After first travelling to Greece in 1981 with the Aegean Women’s Studies Institute led by her friend Ellen Boneparth, Carol fell in love with the country. She chose to live in Greece, first in Molivos on the beautiful island of Lesbos, and then moving recently to Heraklion, Crete. She had a passion for saving the environment and was active in the Green movement in Greece. She also had a love for swimming in the Aegean and sharing Greek food and wine with friends in Greece and from overseas.
Carol’s fascination with Crete, ancient and modern, led her to found the Ariadne Institute for the Study of Myth and Ritual, through which she offered an educational tour, “Pilgrimage to the Goddess” twice annually. These tours introduced many to a direct experience of the ancient Earth Mother Goddess in Crete (goddessariadne.org).
In her most recent article, for the Encyclopedia of Women in World Religion: Faith and Culture, Christ wrote about the Goddess religion and culture of her beloved island of Crete, and the roles women played in that “egalitarian matriarchal” civilization. Her eloquent words speak not only to the Goddess religion of ancient Crete, but also to the spirituality and ethical values she also cherished, which are much needed in our own culture today.
As discerners and guardians of the mysteries, women created rituals to celebrate the Source of Life and to pass the secrets of agriculture, pottery, and weaving down through the generations. The major rituals of the agricultural cycle involved blessing the seeds before planting, offering the first fruits of the harvest to the Goddess, and sharing the bounty of the harvest in communal feasts. These rituals establish that life is a gift of the Goddess and institute gift-giving as a cultural practice.

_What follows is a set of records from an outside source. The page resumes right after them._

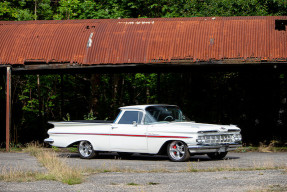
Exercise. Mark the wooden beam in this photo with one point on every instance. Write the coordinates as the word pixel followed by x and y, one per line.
pixel 8 107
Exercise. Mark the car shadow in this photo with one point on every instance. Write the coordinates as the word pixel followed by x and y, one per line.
pixel 144 157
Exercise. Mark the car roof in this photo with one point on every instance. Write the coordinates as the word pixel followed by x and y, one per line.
pixel 143 107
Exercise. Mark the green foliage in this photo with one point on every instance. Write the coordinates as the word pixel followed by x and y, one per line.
pixel 90 116
pixel 88 9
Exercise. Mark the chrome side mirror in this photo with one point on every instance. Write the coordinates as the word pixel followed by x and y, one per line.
pixel 135 123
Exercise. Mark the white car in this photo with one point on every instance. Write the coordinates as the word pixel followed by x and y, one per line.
pixel 148 129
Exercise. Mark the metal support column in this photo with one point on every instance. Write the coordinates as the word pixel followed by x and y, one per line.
pixel 8 107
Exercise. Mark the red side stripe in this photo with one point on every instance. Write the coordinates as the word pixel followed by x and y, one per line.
pixel 125 135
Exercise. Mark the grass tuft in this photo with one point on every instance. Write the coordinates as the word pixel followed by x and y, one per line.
pixel 57 169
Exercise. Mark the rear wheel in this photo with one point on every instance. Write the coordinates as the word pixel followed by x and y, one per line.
pixel 178 151
pixel 217 155
pixel 86 150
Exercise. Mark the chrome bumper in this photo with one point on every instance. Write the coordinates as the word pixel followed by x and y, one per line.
pixel 213 148
pixel 49 141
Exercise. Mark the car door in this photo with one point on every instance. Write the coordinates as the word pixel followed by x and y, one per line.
pixel 129 134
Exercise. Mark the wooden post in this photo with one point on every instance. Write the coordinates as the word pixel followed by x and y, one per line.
pixel 8 107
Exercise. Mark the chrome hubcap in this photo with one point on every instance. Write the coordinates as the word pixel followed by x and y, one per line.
pixel 85 148
pixel 177 150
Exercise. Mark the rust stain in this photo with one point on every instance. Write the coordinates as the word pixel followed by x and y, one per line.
pixel 145 40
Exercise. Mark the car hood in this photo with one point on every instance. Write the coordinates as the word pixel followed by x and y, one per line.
pixel 192 127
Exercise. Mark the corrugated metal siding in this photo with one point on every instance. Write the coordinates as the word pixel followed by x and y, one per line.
pixel 147 40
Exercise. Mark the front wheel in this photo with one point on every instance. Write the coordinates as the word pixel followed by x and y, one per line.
pixel 217 155
pixel 177 151
pixel 86 150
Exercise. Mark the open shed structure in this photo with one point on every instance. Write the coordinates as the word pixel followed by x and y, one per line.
pixel 148 44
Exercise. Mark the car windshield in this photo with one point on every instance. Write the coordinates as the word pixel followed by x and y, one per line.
pixel 164 114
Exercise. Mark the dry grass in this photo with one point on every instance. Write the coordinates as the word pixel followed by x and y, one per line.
pixel 56 167
pixel 17 174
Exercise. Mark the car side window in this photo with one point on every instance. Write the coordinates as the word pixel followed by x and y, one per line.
pixel 129 116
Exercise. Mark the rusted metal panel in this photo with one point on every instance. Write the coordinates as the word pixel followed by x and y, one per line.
pixel 144 41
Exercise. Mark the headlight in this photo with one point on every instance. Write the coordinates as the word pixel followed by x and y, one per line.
pixel 237 137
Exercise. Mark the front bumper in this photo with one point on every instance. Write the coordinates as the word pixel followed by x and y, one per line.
pixel 49 141
pixel 213 148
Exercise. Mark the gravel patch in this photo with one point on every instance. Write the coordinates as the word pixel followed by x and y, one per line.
pixel 166 175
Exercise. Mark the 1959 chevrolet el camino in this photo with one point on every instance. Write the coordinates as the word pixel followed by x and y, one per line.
pixel 149 129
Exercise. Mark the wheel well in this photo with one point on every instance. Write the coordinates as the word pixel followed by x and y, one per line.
pixel 163 149
pixel 75 144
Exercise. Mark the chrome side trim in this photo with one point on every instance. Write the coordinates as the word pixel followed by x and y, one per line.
pixel 49 141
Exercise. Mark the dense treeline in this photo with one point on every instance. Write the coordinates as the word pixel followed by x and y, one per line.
pixel 253 99
pixel 87 9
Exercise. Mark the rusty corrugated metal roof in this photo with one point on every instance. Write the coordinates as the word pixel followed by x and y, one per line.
pixel 145 40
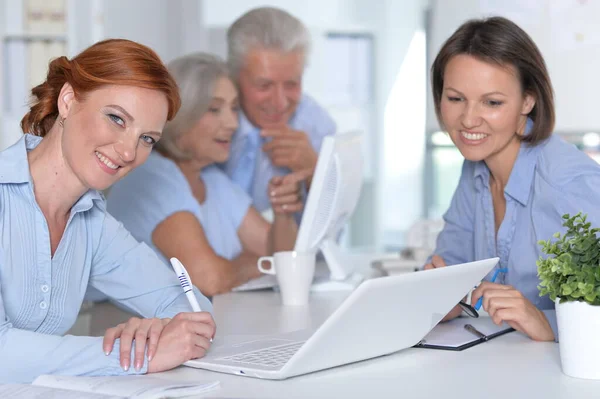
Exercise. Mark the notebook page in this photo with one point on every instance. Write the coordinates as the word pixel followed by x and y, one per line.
pixel 453 334
pixel 26 391
pixel 131 386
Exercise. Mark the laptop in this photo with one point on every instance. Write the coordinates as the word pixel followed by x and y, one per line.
pixel 381 316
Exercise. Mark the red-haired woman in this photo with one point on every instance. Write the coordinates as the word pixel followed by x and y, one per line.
pixel 94 119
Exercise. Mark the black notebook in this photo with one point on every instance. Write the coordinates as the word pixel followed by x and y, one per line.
pixel 452 335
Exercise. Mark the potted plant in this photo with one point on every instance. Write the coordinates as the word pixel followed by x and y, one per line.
pixel 570 275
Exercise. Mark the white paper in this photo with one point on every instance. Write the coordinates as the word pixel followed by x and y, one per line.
pixel 134 386
pixel 24 391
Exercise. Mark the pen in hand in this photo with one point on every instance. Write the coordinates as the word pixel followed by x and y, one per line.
pixel 475 331
pixel 186 283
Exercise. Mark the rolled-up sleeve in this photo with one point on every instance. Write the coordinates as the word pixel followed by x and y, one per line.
pixel 133 276
pixel 27 354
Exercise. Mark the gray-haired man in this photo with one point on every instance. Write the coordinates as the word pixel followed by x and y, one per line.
pixel 280 129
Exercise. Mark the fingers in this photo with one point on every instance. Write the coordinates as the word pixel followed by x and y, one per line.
pixel 153 337
pixel 148 330
pixel 282 200
pixel 110 336
pixel 298 176
pixel 127 336
pixel 484 288
pixel 288 209
pixel 437 261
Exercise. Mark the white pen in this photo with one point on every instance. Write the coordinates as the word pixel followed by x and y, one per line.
pixel 186 283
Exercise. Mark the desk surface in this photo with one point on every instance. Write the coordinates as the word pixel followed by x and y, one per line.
pixel 508 366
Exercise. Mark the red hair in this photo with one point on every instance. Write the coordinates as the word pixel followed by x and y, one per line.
pixel 109 62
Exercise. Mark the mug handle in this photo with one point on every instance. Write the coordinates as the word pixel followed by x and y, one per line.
pixel 266 259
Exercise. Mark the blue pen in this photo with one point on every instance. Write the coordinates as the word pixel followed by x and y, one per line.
pixel 498 271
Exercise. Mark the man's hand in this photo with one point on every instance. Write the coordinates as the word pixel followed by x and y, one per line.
pixel 285 192
pixel 290 149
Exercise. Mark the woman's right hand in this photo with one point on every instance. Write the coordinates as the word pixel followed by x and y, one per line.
pixel 187 336
pixel 437 262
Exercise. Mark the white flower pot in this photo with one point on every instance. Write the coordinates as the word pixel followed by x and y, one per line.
pixel 579 339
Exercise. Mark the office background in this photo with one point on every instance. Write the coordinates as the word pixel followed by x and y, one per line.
pixel 368 67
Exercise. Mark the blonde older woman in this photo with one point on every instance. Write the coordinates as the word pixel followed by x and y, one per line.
pixel 181 204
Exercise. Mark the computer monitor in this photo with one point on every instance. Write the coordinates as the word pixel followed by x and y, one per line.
pixel 333 195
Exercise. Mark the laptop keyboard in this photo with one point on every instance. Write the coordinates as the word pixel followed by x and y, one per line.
pixel 274 356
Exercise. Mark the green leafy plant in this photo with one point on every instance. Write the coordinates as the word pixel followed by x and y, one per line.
pixel 571 270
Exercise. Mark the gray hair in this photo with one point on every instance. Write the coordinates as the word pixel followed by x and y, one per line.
pixel 268 28
pixel 196 75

As women controlled the secrets of agriculture, it makes sense that land was held by maternal clans, that kinship and inheritance passed through the maternal line, and that governance and decision-making for the group were in the hands of the elders of the maternal clan. In this context, the intelligence, love, and generosity of mothers and clan mothers would have been understood to reflect the intelligence, love, and generosity of the Goddess.*
*Carol P. Christ, “Crete, Religion and Culture” Encyclopedia of Women in World Religions: Faith and Culture across History [2 volumes] edited by Susan de-Gaia | Nov 16, 2018 ABC-Clio Santa Barbara 2019.